About Khasi Tribe
Location:The Khasis inhabit the eastern part of Meghalaya, in the Khasi and Jaintia Hills. Khasis residing in Jaintia hills are now better known as Jaintias. They are also called Pnars.The Khasis occupying the northern lowlands and foothills are generally called Bhois. The Khasi people are an indigenous ethnic group of Meghalaya in north-eastern India with a significant population in the bordering state of Assam, and in certain parts of Bangladesh.The Khasi people form the majority of the population of the eastern part of Meghalaya, and is the state’s largest community, with around 48% of the population of Meghalaya.
Constitutional Status: Under the Constitution of India, the Khasis have been granted the status of Scheduled Tribe.
Dress: The traditional Khasi male dress is “Jymphong” or a longish sleeveless coat without collar, fastened by thongs in front. Now, the Khasis have adopted the western dress. The Khasi traditional female dress is rather elaborate with several pieces of cloth, giving the body a cylindrical shape.
Food & Drinks: The staple food of Khasis is rice. They also take fish and meat. Use of rice-beer is a must for every ceremonial and religious occasion.
Social Structure: They are among the few Austroasiatic-speaking peoples in South Asia. The Khasis, the Jaintias and the Garos have a matrilineal society. Earlier in the conservative Jaintia non-Christian families, however, the father only visits the family in the night and is not responsible for the maintenance of the family.
Inheritance: Khasis follow a matrilineal system of inheritance. In the Khasi society, it is only the youngest daughter or “Ka Khadduh” who is eligible to inherit the ancestral property. If ‘Ka Khadduh’ dies without any daughter surviving her, her next elder sister inherits the ancestral property, and after her, the youngest daughter of that sister. Failing all daughters and their female issues, the property goes back to the mother’s sister, mother’s sister’s daughter and so on.The Ka Khadduh’s property is actually the ancestral property and so if she wants to dispose it off, she must obtain consent and approval of the uncles and brothers.
Marriage: Marriage within a clan is a taboo. Rings or betel-nut bags are exchanged between the bride and the bridegroom to complete the union. In the Christian families, however, marriage is purely a civil contract.
Religion: The Khasis are now mostly Christians. But before that, they believed in a Supreme Being, The Creator – U Blei Nongthaw and under Him, there were several deities of water and of mountains and also of other natural objects.
Khasi Tribe Festivals
- Nongkrem Dance is a religious festival in thanksgiving to God Almighty for good harvest, peace and prosperity of the community.

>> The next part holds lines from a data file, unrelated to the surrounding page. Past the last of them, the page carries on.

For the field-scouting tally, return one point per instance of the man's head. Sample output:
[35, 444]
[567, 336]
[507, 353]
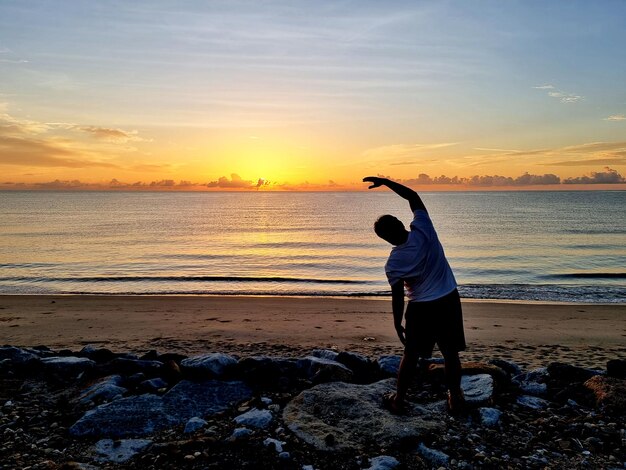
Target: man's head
[390, 229]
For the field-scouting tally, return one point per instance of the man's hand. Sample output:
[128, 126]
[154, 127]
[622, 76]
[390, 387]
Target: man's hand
[401, 334]
[375, 180]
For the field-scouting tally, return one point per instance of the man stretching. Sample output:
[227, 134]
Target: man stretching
[433, 314]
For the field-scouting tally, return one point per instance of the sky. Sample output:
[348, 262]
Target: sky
[296, 95]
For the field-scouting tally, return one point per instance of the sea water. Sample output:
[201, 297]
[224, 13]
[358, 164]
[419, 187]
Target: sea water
[546, 246]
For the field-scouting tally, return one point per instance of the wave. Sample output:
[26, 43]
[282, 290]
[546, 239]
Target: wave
[97, 279]
[587, 276]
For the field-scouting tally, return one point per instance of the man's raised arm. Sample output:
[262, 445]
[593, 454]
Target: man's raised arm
[415, 201]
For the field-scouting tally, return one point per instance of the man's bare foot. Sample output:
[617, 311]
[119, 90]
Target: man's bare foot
[456, 402]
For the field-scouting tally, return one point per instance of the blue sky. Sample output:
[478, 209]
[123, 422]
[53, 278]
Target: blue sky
[323, 89]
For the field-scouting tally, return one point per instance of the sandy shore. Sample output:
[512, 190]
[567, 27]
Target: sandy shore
[531, 334]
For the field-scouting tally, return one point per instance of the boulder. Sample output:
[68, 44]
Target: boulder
[194, 424]
[267, 372]
[120, 451]
[383, 462]
[389, 365]
[533, 382]
[67, 365]
[105, 390]
[144, 414]
[255, 418]
[320, 370]
[208, 366]
[616, 368]
[339, 415]
[478, 389]
[364, 370]
[535, 403]
[609, 393]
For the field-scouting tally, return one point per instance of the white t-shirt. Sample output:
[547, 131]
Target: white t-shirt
[421, 263]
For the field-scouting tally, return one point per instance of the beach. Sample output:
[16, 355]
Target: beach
[530, 334]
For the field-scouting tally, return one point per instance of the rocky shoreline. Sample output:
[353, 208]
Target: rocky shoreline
[97, 409]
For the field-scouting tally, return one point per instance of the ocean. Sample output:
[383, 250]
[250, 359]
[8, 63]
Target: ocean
[543, 246]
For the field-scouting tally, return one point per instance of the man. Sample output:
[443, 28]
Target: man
[433, 314]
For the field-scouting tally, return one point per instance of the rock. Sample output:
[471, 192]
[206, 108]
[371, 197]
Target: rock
[278, 445]
[383, 462]
[477, 388]
[153, 385]
[489, 417]
[144, 414]
[267, 372]
[609, 393]
[17, 355]
[100, 355]
[208, 366]
[568, 374]
[533, 382]
[339, 415]
[69, 365]
[433, 456]
[241, 433]
[255, 418]
[320, 370]
[325, 354]
[533, 402]
[120, 451]
[389, 365]
[363, 369]
[128, 366]
[616, 368]
[194, 424]
[509, 367]
[105, 390]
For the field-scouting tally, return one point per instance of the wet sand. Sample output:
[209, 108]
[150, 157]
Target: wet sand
[531, 334]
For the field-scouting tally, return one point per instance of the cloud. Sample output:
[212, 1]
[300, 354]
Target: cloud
[608, 176]
[562, 96]
[235, 182]
[111, 135]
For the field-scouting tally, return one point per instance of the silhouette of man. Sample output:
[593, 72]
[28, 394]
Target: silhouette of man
[433, 314]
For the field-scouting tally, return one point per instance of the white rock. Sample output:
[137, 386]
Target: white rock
[255, 418]
[120, 451]
[278, 445]
[383, 462]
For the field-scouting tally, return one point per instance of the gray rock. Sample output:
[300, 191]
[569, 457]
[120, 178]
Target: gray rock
[389, 365]
[144, 414]
[153, 385]
[278, 445]
[211, 365]
[325, 354]
[120, 451]
[477, 388]
[241, 433]
[433, 456]
[348, 416]
[533, 402]
[383, 462]
[194, 424]
[255, 418]
[320, 370]
[105, 390]
[68, 365]
[190, 399]
[533, 382]
[17, 355]
[489, 417]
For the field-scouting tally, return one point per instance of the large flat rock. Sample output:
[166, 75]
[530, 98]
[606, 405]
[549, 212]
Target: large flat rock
[339, 415]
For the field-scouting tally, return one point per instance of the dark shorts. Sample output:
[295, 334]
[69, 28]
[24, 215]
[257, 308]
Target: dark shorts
[438, 321]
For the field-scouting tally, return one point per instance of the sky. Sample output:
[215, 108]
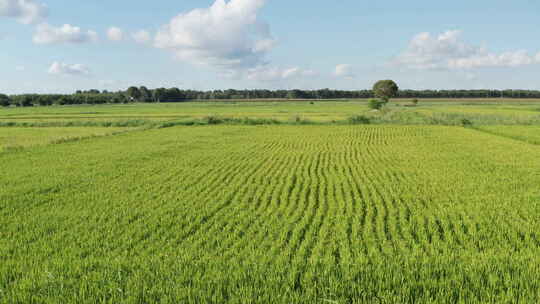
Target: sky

- It is held annually during October/ November, at Smit, the capital of the Khyrim Syiemship near Shillong.
- The dance is performed in the open by young virgins and men, both bachelors and married.
- The men form an outer circle and dance to the accompaniment of music of flutes and drums.. An important feature of the festival is the ‘Pomblang’ or goat sacrifice offered by the subjects to the Syiem of Khyrim, the administrative head of the Hima (Khasi State).
Shad Suk Mynsiem
- One of the most important festivals of the Khasis is Ka Shad Suk Mynsiem or Dance of the joyful heart.
- It is an annual thanksgiving dance held in Shillong in April.
- Men and women, dressed in traditional fineries dance to the accompaniment of drums and the flute.
- The festival lasts for three days.